Arthur Oelwein (Schriftsteller)

österreichischer Schriftsteller From Wikipedia, the free encyclopedia

Arthur Oelwein (* 20. März 1868 in Wien; † 12. Februar 1925 ebenda) war ein österreichischer Schriftsteller.

Leben

Arthur Oelwein war ein Sohn des gleichnamigen Bautechnikers und Hochschulprofessors Arthur Oelwein. Er promovierte in Jus und arbeitete parallel zu seiner schriftstellerischen Laufbahn als Konzipist beim Magistrat der Stadt Wien. Sein literarisches Werk umfasst Lyrik, Dramatik und Prosa.[1] Es lässt sich der Strömung der Neuromantik zuordnen.[2] Oelweins Vortragsabende waren gut besucht. Er wirkte als Funktionär bei verschiedenen Literaturverbänden.[1] Er war Mitglied des Deutschen Schriftsteller-Verbands und der Deutsch-österreichischen Schriftsteller-Genossenschaft.[3]

Oelwein starb 1925 im Alter von 56 Jahren.[1] Er wurde am Döblinger Friedhof im Grab seines Vaters (Gruppe 27, Nummer 1) bestattet.[4] Sein Nachlass befindet sich in der Handschriftensammlung der Wienbibliothek im Rathaus.[5]

Werke

  • Aus der Ferienzeit.
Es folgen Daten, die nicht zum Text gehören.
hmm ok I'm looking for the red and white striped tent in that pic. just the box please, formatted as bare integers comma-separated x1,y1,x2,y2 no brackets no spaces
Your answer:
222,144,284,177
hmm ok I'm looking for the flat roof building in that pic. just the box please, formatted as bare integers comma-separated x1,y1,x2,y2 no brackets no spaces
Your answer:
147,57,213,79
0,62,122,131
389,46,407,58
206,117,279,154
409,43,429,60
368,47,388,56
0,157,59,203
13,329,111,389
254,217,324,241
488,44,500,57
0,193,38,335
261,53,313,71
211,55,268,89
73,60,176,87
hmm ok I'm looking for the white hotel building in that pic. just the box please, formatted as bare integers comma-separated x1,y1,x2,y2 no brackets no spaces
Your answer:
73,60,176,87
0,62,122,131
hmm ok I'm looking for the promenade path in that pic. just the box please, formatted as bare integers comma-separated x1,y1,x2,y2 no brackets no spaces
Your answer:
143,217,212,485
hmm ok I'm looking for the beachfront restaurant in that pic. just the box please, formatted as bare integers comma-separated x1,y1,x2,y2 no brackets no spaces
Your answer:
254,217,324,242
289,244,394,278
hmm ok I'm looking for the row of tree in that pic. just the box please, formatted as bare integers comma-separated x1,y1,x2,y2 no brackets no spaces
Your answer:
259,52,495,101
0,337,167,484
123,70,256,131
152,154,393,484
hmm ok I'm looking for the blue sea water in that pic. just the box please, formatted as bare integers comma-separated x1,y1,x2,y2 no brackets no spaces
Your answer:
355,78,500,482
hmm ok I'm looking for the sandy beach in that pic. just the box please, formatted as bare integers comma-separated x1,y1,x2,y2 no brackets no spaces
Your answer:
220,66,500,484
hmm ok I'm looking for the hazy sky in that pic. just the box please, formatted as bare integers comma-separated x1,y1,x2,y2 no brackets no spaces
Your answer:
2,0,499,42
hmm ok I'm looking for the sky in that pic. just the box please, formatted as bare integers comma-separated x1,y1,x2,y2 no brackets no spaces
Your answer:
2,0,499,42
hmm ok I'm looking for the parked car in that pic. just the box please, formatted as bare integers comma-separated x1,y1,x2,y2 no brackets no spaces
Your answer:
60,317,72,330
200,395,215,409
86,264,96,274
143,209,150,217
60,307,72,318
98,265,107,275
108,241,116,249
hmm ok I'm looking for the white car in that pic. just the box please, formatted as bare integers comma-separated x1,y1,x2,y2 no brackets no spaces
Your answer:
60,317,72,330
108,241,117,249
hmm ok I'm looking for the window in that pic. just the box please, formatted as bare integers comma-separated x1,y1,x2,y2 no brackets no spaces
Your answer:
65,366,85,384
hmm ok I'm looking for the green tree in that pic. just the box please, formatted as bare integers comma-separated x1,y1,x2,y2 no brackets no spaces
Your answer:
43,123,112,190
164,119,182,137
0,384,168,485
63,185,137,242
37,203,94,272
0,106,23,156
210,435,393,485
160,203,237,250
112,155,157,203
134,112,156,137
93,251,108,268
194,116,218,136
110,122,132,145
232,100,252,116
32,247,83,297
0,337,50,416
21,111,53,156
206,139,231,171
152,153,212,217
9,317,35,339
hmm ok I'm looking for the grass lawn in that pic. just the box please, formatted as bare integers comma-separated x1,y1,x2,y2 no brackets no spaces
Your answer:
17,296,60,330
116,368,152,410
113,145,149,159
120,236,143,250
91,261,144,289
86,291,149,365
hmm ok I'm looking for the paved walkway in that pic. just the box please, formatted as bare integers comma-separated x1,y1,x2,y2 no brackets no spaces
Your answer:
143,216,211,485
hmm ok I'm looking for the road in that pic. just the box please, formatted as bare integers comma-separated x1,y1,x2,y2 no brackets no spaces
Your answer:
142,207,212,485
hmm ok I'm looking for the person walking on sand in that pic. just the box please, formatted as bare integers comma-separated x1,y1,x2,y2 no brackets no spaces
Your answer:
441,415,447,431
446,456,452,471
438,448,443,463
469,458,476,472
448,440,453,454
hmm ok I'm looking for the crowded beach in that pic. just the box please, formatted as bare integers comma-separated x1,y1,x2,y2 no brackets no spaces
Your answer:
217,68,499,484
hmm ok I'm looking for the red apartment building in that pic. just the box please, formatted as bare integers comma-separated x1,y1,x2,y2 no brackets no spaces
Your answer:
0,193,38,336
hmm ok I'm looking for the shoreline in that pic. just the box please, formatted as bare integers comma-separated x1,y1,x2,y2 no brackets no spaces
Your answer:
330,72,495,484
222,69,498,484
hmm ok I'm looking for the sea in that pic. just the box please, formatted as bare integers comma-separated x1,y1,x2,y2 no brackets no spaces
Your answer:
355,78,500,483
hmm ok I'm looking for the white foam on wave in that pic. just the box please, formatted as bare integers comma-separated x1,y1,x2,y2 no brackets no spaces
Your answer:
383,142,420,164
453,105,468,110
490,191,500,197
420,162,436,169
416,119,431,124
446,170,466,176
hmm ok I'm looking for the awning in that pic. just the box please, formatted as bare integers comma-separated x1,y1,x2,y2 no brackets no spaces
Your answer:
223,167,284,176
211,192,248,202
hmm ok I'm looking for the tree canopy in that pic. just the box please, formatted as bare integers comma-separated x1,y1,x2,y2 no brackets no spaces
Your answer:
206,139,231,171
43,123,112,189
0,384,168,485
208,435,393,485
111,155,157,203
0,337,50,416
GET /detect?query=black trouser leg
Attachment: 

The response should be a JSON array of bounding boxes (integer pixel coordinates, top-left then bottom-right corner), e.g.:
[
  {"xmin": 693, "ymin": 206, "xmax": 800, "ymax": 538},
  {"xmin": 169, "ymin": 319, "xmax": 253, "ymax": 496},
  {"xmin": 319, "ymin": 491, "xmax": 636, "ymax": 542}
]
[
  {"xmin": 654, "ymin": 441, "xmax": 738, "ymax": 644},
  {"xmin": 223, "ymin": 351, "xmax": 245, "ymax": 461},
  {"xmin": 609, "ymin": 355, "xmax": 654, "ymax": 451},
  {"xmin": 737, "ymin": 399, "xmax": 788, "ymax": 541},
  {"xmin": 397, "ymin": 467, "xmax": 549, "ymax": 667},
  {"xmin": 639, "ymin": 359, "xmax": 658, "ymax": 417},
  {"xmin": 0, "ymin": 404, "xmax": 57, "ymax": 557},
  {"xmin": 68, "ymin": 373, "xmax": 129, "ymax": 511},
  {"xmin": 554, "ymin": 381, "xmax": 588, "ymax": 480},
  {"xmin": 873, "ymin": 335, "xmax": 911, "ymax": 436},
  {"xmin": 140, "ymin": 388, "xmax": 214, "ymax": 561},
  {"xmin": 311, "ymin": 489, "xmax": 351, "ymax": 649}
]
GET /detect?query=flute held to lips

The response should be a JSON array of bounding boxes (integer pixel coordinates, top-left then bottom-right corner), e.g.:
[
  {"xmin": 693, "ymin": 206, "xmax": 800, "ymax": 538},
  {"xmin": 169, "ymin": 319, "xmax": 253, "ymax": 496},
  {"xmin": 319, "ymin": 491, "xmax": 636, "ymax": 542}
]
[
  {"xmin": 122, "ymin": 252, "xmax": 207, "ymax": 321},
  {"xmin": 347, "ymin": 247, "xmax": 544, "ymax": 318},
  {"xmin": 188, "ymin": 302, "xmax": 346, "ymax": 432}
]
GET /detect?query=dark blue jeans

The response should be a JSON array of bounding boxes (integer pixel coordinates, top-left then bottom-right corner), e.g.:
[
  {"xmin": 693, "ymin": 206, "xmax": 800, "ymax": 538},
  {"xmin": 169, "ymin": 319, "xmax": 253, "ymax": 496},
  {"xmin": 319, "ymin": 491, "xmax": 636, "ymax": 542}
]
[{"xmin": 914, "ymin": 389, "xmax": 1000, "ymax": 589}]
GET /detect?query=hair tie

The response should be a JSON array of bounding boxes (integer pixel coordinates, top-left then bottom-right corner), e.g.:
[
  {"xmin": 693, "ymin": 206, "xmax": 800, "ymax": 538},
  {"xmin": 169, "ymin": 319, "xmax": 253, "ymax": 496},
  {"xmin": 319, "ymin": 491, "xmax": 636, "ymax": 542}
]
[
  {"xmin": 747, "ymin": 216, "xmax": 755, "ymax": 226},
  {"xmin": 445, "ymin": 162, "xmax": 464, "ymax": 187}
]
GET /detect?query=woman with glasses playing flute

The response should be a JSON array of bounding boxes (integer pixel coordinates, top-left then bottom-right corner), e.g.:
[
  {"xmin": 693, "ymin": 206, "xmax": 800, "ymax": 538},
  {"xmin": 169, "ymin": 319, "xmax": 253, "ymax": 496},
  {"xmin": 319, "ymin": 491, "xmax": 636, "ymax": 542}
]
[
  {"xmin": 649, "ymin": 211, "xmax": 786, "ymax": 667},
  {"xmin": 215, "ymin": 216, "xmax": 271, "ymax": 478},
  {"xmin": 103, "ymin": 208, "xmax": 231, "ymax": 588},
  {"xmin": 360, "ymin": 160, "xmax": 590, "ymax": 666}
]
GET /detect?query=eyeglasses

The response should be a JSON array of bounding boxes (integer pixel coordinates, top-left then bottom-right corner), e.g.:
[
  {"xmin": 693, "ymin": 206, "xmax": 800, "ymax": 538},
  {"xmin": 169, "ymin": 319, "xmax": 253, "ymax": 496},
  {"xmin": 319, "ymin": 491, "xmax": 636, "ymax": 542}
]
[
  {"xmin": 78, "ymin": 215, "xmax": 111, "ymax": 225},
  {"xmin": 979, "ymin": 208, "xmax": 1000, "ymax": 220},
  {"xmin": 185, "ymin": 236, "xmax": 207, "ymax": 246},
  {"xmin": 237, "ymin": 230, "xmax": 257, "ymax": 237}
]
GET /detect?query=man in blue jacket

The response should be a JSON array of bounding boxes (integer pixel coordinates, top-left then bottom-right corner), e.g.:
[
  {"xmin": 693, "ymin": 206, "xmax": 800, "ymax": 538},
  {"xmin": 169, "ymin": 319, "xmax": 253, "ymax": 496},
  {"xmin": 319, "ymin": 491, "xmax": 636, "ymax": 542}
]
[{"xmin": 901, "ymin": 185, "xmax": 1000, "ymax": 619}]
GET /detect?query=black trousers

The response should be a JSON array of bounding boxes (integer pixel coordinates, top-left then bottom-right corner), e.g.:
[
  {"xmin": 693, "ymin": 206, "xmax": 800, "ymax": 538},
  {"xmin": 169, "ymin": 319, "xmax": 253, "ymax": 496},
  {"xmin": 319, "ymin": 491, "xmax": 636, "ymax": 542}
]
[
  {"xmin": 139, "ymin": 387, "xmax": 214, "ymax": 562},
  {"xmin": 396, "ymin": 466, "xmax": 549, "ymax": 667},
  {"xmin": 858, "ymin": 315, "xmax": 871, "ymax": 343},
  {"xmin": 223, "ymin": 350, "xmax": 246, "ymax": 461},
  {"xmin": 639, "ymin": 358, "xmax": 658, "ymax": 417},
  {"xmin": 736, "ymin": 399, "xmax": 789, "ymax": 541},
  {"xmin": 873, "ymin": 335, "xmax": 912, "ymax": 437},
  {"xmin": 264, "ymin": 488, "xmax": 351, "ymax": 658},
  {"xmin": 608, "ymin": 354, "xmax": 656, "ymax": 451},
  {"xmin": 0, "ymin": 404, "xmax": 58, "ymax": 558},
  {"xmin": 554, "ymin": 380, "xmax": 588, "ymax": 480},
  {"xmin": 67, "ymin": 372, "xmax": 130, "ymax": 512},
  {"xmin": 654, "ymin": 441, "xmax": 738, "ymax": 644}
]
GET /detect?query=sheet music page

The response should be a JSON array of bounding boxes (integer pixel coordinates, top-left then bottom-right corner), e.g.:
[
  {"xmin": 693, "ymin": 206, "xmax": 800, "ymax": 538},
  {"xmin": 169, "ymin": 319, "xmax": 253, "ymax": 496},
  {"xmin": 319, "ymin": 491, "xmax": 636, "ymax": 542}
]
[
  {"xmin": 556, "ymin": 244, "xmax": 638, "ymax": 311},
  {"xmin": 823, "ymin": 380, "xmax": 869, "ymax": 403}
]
Seinen Freunden gewidmet. Selbstverlag, Wien 1888.
  • Die Erbsünde. Ein Mysterium in drei Abtheilungen. Konegen, Wien 1897.
  • Suchende. Drei Novellen. Konegen, Wien 1899.
  • Starke. Vier Novellen. Konegen, Wien 1900.
  • Neunzehn Märchen. Österreichische Verlags-Anstalt, Wien 1902.
  • Eisenhut und Pfauenfeder. Lieder und Aventiuren des fahrenden Ritters. Mit Illustrationen von Carl Fahringer. Gerlach & Wiedling, Wien 1905.
  • Adventbriefe. Deutsche Verlags-Anstalt, Stuttgart 1911.
  • Die Fahne von Öblarn. Erzählung aus den Bauernkriegen im Ennstal. Otto Janke, Leipzig 1912.
  • Die Reise ins Aschgraue. In: Paul Keller (Hrsg.): Die Bergstadt. Nr. 8. Verlag der Bergstadt Wilh. Gottl. Korn, Breslau 1913.
  • Die schlafende Stadt. In: Heimat und Welt. Nr. 3, 1913, S. 17–22.
  • Die absonderliche Liebe der schönen Jungfer Magelone de Brissac. Eine Geschichte aus dem geretteten Wien. In: Wiener Frauenblatt. Mai 1919.